Warum fällt es uns so schwer loszulassen? Ereignisse wie die Trennung von einer geliebten Person oder Verlust von etwas Wertvollem kann dazu führen, dass wir genau den gleichen Schmerz wie körperlichen Schmerz auf neurologischer Ebene empfinden. In der Wahrnehmung kommt also eine Trennung von etwas gewohntem der Abtrennung eines Körpergliedes gleich. Erschreckend, nicht? Einerseits versuchen wir daher Trennungen zu vermeiden oder hinauszuzögern, da wir nicht wissen, wie wir mit diesem Schmerz umgehen können und andererseits sind wir völlig überfordert, wenn sich eine Trennung nicht vermeiden lässt. Das Internet ist zwar voll mit „Loslassen Zitaten & Sprüchen“. Wenn es jedoch darauf ankommt, sich von einer Person zu trennen, helfen einem diese Sprüche in der Praxis nur wenig.
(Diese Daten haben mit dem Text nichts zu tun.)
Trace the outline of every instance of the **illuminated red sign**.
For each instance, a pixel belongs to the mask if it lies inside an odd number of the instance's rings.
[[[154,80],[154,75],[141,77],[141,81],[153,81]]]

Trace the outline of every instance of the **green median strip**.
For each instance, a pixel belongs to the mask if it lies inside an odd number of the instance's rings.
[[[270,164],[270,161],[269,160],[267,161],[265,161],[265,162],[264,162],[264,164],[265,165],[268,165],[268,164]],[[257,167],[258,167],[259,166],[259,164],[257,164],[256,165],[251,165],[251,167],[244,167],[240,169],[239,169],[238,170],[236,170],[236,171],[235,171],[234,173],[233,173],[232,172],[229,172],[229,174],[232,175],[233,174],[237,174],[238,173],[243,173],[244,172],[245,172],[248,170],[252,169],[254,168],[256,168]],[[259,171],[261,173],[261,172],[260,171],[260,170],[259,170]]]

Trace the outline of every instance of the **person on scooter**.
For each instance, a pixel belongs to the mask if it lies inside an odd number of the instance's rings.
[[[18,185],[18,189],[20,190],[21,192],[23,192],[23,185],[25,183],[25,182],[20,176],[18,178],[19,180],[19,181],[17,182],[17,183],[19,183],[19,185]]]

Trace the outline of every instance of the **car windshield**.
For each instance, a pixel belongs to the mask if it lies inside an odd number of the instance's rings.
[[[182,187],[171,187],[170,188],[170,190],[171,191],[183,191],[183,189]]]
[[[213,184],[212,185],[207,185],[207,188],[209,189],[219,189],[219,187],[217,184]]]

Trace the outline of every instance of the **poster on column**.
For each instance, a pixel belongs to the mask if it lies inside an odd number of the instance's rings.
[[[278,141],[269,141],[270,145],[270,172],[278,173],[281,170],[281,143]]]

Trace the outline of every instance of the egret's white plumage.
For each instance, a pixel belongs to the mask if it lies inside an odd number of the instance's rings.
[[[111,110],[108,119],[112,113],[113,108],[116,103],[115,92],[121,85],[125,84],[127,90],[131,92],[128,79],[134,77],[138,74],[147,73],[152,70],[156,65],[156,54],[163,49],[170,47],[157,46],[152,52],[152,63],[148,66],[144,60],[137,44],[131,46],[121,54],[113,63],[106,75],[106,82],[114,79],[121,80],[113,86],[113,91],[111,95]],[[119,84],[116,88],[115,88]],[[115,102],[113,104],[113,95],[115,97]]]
Der „Schweregrad“ des Verlustes ist schwer einschätzbar. Entscheidend ist aber die langfristige Fähigkeit loszulassen, denn sonst bleibst Du in der Vergangenheit hängen. Wenn man diese Fähigkeit „loszulassen“ nicht besitzt, dann kann man in der Zukunft eventuell mit folgenden Problemen zu kämpfen haben:

  • Ständiges Gedankenkreisen
  • Ständiger Trennungsschmerz
  • Krankmachende Verhaltensmuster und Stress
  • Schlafstörungen
  • Ständige Probleme sich zu konzentrieren.
  • Ständige Ablenkungsversuche durch Fast-Food, Fernsehen usw.
  • Motivationslosigkeit bis hin zur Depression
  • Verstärkte Suchtgefahr / erhöhter Alkoholkonsum

Es gibt also viele Gründe dafür, zu lernen wie man auf physischer und vor allem auf psychischer Ebene loslassen kann. Diese Verhaltensmuster können einem nicht nur belasten, sondern einem selbst bei grossen und wichtigen Entscheidungen im Weg stehen. Man bleibt also in der Vergangenheit gefangen!
Auch, wenn es im Moment noch unmöglich erscheint, dass wir loslassen können, müssen wir zunächst

  1. Erkennen, dass wir ein Problem haben. ✔
  2. Entscheiden, dass wir etwas daran ändern wollen! ✔
  3. Die Ursachen identifizieren, die uns die Trennung schwer machen.
  4. Proaktiv die Ursachen angehen.

Häufige Ursachen, nicht loslassen zu können

Grund Nr.1 – Du bist abhängig

Das mag im ersten Moment eine schwierige Erkenntnis sein. Die alten Griechen wussten aber schon, dass Erkenntnis der erste Schritt zur Veränderung ist. Wenn es uns schwerfällt uns von unserer Ex-Freundin oder unserem Ex-Freund zu trennen, dann bedeutet das, dass wir selbst noch emotional abhängig sind. Wir machen unser emotionales Gefühlsleben von dieser einen Person abhängig. Verantwortlich für diese Abhängigkeit können sowohl destruktive Verhaltensmuster sein wie auch schlechtes Selbstbild, also das Gefühl zu haben „nicht gut genug“ zu sein. Wenn wir uns selbst für unvollkommen halten, dann versuchen wir diese Unvollkommenheit mithilfe von einer anderen Person zu kompensieren. Das grosse Leiden tritt für uns dann ein, wenn uns diese Person verlässt. Falls Du bemerkst, dass Du im Alltag emotional gar nicht mehr mit dieser Person auskommst, kann dies ein Zeichen für emotionale Abhängigkeit sein. Die gute Nachricht ist: Du kannst etwas daran verändern! Nur weil Du abhängig bist, heisst das noch nicht, dass Du es bleiben musst.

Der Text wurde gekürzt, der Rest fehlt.